A : Sur le morceau « Pass the Torch », tu évoques Marcus Garvey et Bob Marley. Vois-tu des points communs entre leurs combats et ce dont tu nous parles ?

Q.R : Marcus Garvey est un remarquable leader et j’aimerais encourager des Natives à devenir des leaders tel qu’il l’était, aussi efficaces que lui. J’essaie aussi de promouvoir quelque chose de sain et positif via ma musique, ça c’est pour le côté Bob Marley. J’essaie de mettre en relation ces deux côtés.

A : Est-ce que tu souhaites intégrer de la spiritualité dans ta musique ?

Q.R : Ce que je fais est spirituel, quand je rappe c’est spirituel. J’ai l’impression de faire quelque chose qui est traditionnel et qui me guérit. Et quand je rime, tout part de mon esprit, tout part de mes Seven Grandfather teachings. Ce sont l’amour, l’humilité, le respect, la sagesse, le courage, la vérité et l’honnêteté. C’est comme ça que je me traite et que je traite les autres. C’est avec cela que ça commence,  de mon esprit vers ma tête afin que je puisse prendre des décisions. De mon esprit vers mon corps et ensuite mes émotions. Mes émotions donnent des retours à mon esprit afin de le renforcer et de renforcer mes valeurs. Donc j’utilise la spiritualité dans ma musique. J’utilise l’énergie et les émotions dans ma musique.

A : Est-ce que tu pourrais collaborer avec un artiste qui est à l’opposé de tes valeurs ? Par exemple quelqu’un de très matérialiste… Exemple extrême : Disons, P.Diddy vient te voir pour faire un nouveau Bugatti Boys avec Rick Ross… Meufs, voitures de sport, billets partout… Tu fais quoi?

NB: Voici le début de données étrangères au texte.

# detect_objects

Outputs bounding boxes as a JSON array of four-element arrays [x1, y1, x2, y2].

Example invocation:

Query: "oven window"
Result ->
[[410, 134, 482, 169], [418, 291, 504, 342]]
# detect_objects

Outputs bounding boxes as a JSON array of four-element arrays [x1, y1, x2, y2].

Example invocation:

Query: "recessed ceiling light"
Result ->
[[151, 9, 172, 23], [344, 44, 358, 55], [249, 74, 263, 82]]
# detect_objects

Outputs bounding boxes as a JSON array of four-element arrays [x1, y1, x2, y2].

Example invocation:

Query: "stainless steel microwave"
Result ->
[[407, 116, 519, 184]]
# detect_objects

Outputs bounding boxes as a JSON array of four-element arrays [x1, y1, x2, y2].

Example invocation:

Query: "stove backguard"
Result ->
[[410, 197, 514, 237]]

Q.R : [Rires] Je me suis trop protégé par rapport à ça et en grandissant je me suis rendu compte que ça me faisait plus de mal qu’autre chose. J’ai saboté pas mal d’opportunités. Si on me propose ce genre de trucs, du moment que ça ne compromet pas mon intégrité, c’est cool. S’ils me disent « reste toi-même », j’y vais. Si c’est pour exploiter ma culture, mentir, exagérer ou faire des trucs bizarres, pas question. Je ne pourrais pas le faire. J’utilise ma musique comme guérison, pas pour autre chose.

A : Est-ce que tu te considères comme un storyteller ?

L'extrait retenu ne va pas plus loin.